# Compiling and Deploying HuggingFace Pretrained BERT
Starting from `torch-neuron==1.0.1386.0`, the AWS Neuron PyTorch compilation API `torch.neuron.trace` supports assigning unsupported `aten` operators to run on CPU. Here we demonstrate its example usage on HuggingFace's BERT-base.

### Install dependencies
This tutorial depends on `torch-neuron>=1.0.1386.0`, `neuron-cc>=1.0.16861.0`, and HuggingFace's `transformers` package. You may install them with `pip`.
```bash
python3 -m pip install torch-neuron neuron-cc[tensorflow] transformers --upgrade --extra-index-url=https://pip.repos.neuron.amazonaws.com
```
For simplicity, it is recommended to do a one-stop setup of all these dependencies on an inf1 instance. However, do note that our compiler can cross-compile for inf1 on a CPU-only machine, and so you may try the compilation step on your existing EC2 instance, or a local machine running Linux.

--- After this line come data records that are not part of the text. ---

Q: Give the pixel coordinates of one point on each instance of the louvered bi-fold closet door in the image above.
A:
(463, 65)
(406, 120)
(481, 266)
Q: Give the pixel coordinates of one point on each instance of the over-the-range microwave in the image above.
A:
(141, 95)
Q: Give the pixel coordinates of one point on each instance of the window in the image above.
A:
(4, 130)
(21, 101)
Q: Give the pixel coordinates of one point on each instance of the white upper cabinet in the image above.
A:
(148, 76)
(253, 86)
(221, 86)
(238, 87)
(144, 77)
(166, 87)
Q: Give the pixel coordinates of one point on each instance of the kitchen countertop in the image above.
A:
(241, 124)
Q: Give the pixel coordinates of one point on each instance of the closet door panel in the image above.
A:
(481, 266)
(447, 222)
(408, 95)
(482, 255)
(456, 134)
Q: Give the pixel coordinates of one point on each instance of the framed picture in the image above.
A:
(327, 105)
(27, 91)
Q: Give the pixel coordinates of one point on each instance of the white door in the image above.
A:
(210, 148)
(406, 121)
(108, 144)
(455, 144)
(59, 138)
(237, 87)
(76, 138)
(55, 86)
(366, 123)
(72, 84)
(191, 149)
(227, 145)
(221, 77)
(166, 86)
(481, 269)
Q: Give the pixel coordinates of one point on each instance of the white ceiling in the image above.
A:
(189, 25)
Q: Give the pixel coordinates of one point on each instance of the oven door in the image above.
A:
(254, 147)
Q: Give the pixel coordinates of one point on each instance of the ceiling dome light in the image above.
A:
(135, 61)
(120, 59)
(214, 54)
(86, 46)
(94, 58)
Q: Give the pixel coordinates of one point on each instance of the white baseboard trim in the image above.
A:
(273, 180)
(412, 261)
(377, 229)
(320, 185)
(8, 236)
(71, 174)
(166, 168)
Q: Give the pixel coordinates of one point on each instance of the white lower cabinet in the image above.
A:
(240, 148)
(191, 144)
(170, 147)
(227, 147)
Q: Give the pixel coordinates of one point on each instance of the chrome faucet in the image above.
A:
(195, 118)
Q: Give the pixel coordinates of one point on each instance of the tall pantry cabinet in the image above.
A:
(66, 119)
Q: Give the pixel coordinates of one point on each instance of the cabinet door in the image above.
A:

### Compile a model into an AWS Neuron optimized TorchScript

This step can be done by calling `torch.neuron.trace`.

In [None]:
# You may save the content of this cell as compile_bert.py and run it with python3.
import tensorflow  # to workaround a protobuf version conflict issue
import torch
import torch.neuron
from transformers import AutoTokenizer, AutoModelForSequenceClassification


# Build tokenizer and model
tokenizer = AutoTokenizer.from_pretrained("bert-base-cased-finetuned-mrpc")
model = AutoModelForSequenceClassification.from_pretrained("bert-base-cased-finetuned-mrpc")

# Setup some example inputs
sequence_0 = "The company HuggingFace is based in New York City"
sequence_1 = "Apples are especially bad for your health"
sequence_2 = "HuggingFace's headquarters are situated in Manhattan"
paraphrase = tokenizer.encode_plus(sequence_0, sequence_2, max_length=128, pad_to_max_length=True, return_tensors="pt")
not_paraphrase = tokenizer.encode_plus(sequence_0, sequence_1, max_length=128, pad_to_max_length=True, return_tensors="pt")

# Run the original PyTorch model on both example inputs
paraphrase_classification_logits = model(**paraphrase)[0]
not_paraphrase_classification_logits = model(**not_paraphrase)[0]

# Convert example inputs to a format that is compatible with TorchScript tracing
example_inputs_paraphrase = paraphrase['input_ids'], paraphrase['attention_mask'], paraphrase['token_type_ids']
example_inputs_not_paraphrase = not_paraphrase['input_ids'], not_paraphrase['attention_mask'], not_paraphrase['token_type_ids']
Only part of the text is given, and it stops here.